Negara bagian Rakhine di Myanmar yang dilanda perang bisa menghadapi kelaparan yang akan segera terjadi, menurut laporan baru PBB, yang memperkirakan lebih dari dua juta orang berisiko kelaparan.
“Perekonomian Rakhine telah berhenti berfungsi,” kata laporan Program Pembangunan Perserikatan Bangsa-Bangsa (UNDP) yang dirilis pada Kamis malam.
Laporan tersebut memperkirakan “kondisi kelaparan akan terjadi hingga pertengahan tahun 2025” jika tingkat kerawanan pangan saat ini tidak diatasi di negara bagian barat yang berbatasan dengan Bangladesh, tempat tinggal komunitas Rohingya yang tidak memiliki kewarganegaraan.
Sekitar dua juta orang berisiko meninggal karena kelaparan, tambah UNDP.
Produksi beras di Rakhine telah menurun karena kekurangan benih dan pupuk, kondisi cuaca buruk dan pengungsian masyarakat yang tidak bisa lagi bertani, kata badan tersebut.
“Rakhine berada di ambang bencana yang belum pernah terjadi sebelumnya,” kata UNDP dalam laporannya.
“Dikombinasikan dengan penghentian perdagangan yang hampir total, lebih dari dua juta orang berisiko meninggal karena kelaparan,” tambahnya.
“Tanpa tindakan segera, 95% populasi akan kembali ke mode bertahan hidup.”
Badan-badan kemanusiaan, termasuk Palang Merah, menghadapi kesulitan besar dalam menilai kebutuhan kemanusiaan dan memberikan bantuan karena pembatasan yang dilakukan oleh pemerintah militer Myanmar.
Melaporkan dari Bangkok, Tony Cheng dari Al Jazeera mengatakan wilayah tersebut saat ini hanya mampu memproduksi 20% pangan yang dibutuhkannya.
“Pusat krisis ini adalah warga Rohingya… Mereka yang beruntung berhasil melarikan diri melintasi perbatasan, menuju Bangladesh.
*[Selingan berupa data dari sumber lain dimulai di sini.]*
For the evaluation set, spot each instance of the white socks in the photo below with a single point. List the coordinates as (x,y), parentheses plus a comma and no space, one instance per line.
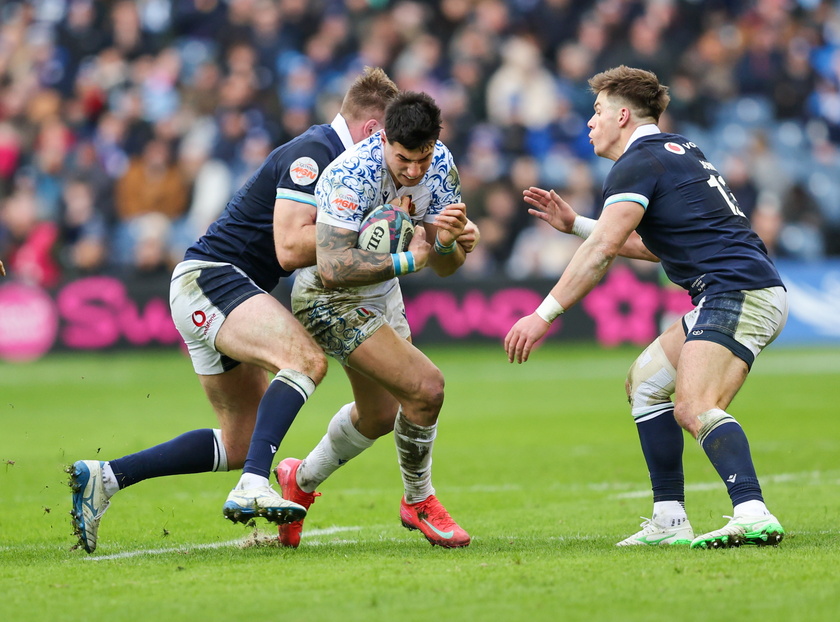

Namun jutaan orang masih bertahan dan situasi mereka akan menjadi lebih buruk,” katanya.
Jumlah pengungsi internal di Rakhine meningkat lebih dari 60 persen antara Oktober 2023 dan Agustus tahun ini, dengan lebih dari 500.000 orang kini sepenuhnya bergantung pada bantuan, kata UNDP.
Myanmar berada dalam krisis sejak militer menggulingkan pemerintahan terpilih peraih Nobel Aung San Suu Kyi pada tahun 2021, yang memicu protes massal yang berubah menjadi pemberontakan bersenjata multi-front.
Kekerasan telah meningkat sejak konflik kembali terjadi di Rakhine pada November lalu menyusul gagalnya gencatan senjata antara Tentara Arakan (AA) dan militer. Sejak itu, pasukan pemberontak telah memperoleh kemajuan besar.
Dengan lebih dari tiga juta orang mengungsi dan sebagian besar negara berada dalam kekacauan, bantuan kemanusiaan menjadi hal yang sangat penting di Myanmar.